Many individuals who live in a nursing home can no longer properly measure out and take their own medication in a timely manner. Because of that, they rely on staff to provide the appropriate dosages at the right times.
However, despite U.S. law prohibiting nursing homes from the unnecessary use of medication on residents, this continues to be a major issue plaguing the industry. Sedatives, antipsychotics and anti-anxiety medication end up used frequently in attempts to make elderly residents “easier to manage”, among other reasons.
Reasons for misuse
Human Rights Watch notes the misuse of drugs in handling nursing home residents. As mentioned, many turn to this practice as an attempt to make their resident base easier to manage. This may happen due to understaffing, i.e. simply not having the manpower to care for everyone appropriately.
In some darker cases, it happens due to unscrupulous staff or institutions wishing to exert power and control over their residents. They use this tactic of over-medicating to keep residents docile and calm, which makes them easier to control in turn. Sometimes, they will even use over-medication as a form of discipline or punishment toward “unruly” residents.
Sometimes, over-medication also ends up used to stop disruptive behavior, especially in patients with dementia or other memory degrading-based illnesses.

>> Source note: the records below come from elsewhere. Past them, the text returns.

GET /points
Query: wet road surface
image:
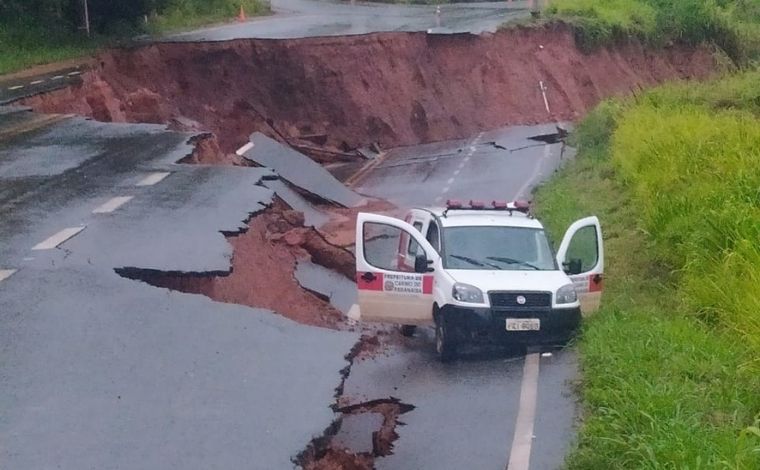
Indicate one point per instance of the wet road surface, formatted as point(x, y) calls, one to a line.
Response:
point(309, 18)
point(99, 371)
point(466, 413)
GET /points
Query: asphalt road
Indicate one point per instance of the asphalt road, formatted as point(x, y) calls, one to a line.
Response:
point(309, 18)
point(466, 413)
point(98, 371)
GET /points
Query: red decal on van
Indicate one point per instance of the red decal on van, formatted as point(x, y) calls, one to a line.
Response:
point(427, 284)
point(369, 281)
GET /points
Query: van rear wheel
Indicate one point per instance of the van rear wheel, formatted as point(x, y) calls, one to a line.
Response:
point(445, 346)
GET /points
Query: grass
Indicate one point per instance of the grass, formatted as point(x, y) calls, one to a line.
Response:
point(668, 383)
point(732, 25)
point(25, 47)
point(185, 14)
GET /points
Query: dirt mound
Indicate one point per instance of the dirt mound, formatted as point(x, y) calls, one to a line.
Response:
point(263, 266)
point(342, 93)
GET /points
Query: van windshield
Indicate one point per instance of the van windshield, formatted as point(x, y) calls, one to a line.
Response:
point(501, 248)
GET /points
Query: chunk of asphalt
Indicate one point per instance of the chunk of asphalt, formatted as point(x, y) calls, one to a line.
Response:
point(356, 432)
point(300, 170)
point(312, 216)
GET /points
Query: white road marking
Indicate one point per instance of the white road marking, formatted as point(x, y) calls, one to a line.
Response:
point(519, 456)
point(112, 205)
point(536, 172)
point(6, 273)
point(242, 150)
point(58, 238)
point(153, 178)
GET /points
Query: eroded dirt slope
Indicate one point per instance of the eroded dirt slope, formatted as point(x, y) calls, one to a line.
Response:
point(345, 92)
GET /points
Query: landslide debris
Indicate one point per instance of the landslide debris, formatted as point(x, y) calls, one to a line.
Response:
point(263, 265)
point(330, 96)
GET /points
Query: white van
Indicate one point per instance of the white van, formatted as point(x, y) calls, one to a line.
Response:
point(477, 273)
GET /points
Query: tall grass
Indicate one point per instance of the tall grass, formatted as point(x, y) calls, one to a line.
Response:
point(25, 45)
point(671, 364)
point(732, 25)
point(181, 14)
point(695, 174)
point(664, 387)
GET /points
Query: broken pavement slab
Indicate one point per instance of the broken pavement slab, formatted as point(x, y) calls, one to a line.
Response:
point(135, 373)
point(330, 284)
point(313, 217)
point(300, 170)
point(127, 371)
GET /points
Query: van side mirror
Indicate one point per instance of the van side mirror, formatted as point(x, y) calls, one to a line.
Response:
point(574, 266)
point(422, 264)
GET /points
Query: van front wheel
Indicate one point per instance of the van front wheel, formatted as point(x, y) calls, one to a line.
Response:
point(445, 346)
point(408, 330)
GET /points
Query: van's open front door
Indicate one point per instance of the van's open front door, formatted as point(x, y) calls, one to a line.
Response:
point(390, 291)
point(581, 255)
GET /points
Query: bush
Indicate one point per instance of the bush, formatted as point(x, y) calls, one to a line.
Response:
point(734, 26)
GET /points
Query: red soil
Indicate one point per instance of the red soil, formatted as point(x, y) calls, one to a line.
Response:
point(391, 88)
point(262, 274)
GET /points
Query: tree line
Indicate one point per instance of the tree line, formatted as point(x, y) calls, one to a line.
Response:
point(103, 14)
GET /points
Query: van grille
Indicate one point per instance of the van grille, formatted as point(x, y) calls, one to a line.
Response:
point(509, 299)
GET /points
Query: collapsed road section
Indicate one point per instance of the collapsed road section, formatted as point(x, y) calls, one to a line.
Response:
point(330, 96)
point(133, 370)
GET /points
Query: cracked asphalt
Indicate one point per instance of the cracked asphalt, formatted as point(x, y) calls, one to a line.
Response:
point(465, 413)
point(98, 371)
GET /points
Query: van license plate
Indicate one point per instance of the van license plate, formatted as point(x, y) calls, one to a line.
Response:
point(523, 324)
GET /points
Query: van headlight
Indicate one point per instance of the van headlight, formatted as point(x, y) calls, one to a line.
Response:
point(467, 293)
point(566, 295)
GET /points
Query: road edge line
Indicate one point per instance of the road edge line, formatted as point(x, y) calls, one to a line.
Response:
point(519, 455)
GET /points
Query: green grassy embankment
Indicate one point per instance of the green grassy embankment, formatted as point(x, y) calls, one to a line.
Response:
point(28, 42)
point(671, 364)
point(732, 25)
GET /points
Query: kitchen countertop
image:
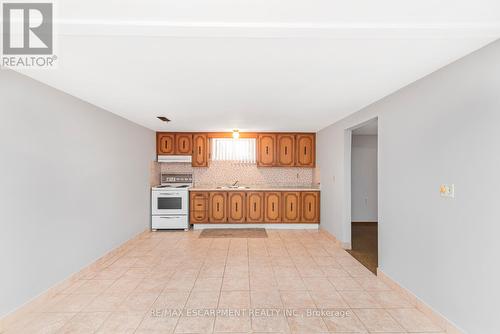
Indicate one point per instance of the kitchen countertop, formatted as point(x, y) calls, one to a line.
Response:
point(258, 187)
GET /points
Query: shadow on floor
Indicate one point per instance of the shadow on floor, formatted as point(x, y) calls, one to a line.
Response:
point(364, 238)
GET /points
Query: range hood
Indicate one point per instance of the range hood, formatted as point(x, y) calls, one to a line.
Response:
point(174, 158)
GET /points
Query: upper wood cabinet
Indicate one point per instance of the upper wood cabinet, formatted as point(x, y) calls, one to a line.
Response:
point(310, 207)
point(236, 207)
point(291, 207)
point(165, 143)
point(200, 150)
point(183, 143)
point(285, 149)
point(272, 207)
point(306, 147)
point(217, 207)
point(255, 207)
point(266, 149)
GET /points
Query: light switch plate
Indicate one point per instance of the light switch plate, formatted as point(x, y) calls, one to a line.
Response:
point(447, 190)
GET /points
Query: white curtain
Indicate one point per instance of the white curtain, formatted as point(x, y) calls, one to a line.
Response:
point(238, 150)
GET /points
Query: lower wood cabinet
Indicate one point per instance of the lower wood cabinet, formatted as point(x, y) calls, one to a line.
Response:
point(310, 207)
point(236, 207)
point(291, 207)
point(217, 207)
point(272, 207)
point(198, 207)
point(255, 207)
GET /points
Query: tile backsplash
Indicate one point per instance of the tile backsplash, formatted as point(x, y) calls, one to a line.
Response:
point(226, 172)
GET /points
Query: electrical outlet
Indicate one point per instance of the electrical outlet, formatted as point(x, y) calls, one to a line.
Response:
point(447, 190)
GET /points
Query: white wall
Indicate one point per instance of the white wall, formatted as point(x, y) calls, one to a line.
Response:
point(364, 202)
point(443, 128)
point(74, 185)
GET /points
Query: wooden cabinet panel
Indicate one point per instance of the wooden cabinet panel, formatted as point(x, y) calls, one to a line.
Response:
point(266, 149)
point(306, 146)
point(183, 143)
point(198, 207)
point(236, 207)
point(200, 151)
point(291, 207)
point(217, 207)
point(310, 207)
point(165, 143)
point(255, 207)
point(272, 207)
point(285, 149)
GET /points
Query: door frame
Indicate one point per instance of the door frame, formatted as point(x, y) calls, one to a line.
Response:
point(348, 180)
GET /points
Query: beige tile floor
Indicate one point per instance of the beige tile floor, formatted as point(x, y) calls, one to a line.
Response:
point(165, 280)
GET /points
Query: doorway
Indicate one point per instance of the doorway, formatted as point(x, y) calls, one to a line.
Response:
point(364, 194)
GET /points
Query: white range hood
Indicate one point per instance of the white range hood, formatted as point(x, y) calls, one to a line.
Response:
point(174, 158)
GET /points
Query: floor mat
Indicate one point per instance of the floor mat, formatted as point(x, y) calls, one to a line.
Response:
point(234, 233)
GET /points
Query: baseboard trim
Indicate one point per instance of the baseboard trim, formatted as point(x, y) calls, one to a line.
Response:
point(100, 263)
point(268, 226)
point(438, 318)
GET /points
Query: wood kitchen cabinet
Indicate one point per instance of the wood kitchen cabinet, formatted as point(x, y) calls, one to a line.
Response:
point(217, 207)
point(310, 207)
point(165, 143)
point(255, 207)
point(272, 207)
point(198, 207)
point(306, 147)
point(236, 212)
point(183, 143)
point(266, 149)
point(285, 150)
point(200, 150)
point(291, 207)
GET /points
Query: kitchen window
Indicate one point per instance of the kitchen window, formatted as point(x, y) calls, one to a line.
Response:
point(242, 150)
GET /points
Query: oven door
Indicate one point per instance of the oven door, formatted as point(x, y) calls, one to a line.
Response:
point(169, 202)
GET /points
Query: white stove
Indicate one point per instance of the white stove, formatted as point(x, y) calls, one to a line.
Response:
point(170, 202)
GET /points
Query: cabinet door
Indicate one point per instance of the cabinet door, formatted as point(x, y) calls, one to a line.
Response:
point(286, 149)
point(184, 143)
point(291, 207)
point(272, 207)
point(266, 150)
point(236, 207)
point(200, 152)
point(310, 207)
point(198, 207)
point(217, 207)
point(255, 207)
point(165, 143)
point(306, 146)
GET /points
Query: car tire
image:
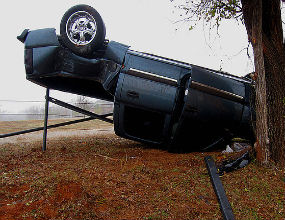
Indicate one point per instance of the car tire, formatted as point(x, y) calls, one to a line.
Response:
point(82, 30)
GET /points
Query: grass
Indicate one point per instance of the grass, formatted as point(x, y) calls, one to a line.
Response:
point(107, 177)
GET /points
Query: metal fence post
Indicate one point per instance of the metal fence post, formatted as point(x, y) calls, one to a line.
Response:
point(46, 120)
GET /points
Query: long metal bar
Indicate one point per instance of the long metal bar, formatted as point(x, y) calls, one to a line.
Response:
point(51, 126)
point(46, 121)
point(79, 110)
point(219, 189)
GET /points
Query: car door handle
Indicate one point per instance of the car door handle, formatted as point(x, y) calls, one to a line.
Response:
point(133, 94)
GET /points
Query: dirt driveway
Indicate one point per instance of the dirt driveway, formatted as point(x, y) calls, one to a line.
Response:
point(94, 174)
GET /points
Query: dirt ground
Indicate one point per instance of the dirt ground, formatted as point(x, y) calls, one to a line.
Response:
point(88, 172)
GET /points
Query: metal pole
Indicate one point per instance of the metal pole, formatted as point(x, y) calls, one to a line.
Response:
point(46, 121)
point(225, 206)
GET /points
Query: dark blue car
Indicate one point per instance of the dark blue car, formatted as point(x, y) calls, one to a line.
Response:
point(156, 100)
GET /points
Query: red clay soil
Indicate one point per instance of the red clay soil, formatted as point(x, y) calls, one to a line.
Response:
point(106, 177)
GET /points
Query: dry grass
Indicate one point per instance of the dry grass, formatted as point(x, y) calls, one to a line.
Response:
point(102, 176)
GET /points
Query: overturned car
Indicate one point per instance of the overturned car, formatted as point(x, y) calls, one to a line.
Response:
point(156, 100)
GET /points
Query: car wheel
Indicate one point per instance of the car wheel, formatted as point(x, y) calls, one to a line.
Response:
point(82, 30)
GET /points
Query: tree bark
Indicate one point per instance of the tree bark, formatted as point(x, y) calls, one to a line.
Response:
point(252, 12)
point(274, 59)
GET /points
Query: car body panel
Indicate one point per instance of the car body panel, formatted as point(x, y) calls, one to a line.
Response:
point(156, 100)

Unfortunately, these “disruptive” symptoms often indicate pain or discomfort, which leads to staff ignoring potentially harmful situations because the patient no longer shows these signs.
How prevalent is this issue?
Washington Post states that as many as 179,000 residents get unnecessary antipsychotic drugs every year. Over 15 percent of all residents in a nursing home for over 100 days also get unnecessary antipsychotics, so the chance of it happening to your loved one is, unfortunately, higher than you might want to think.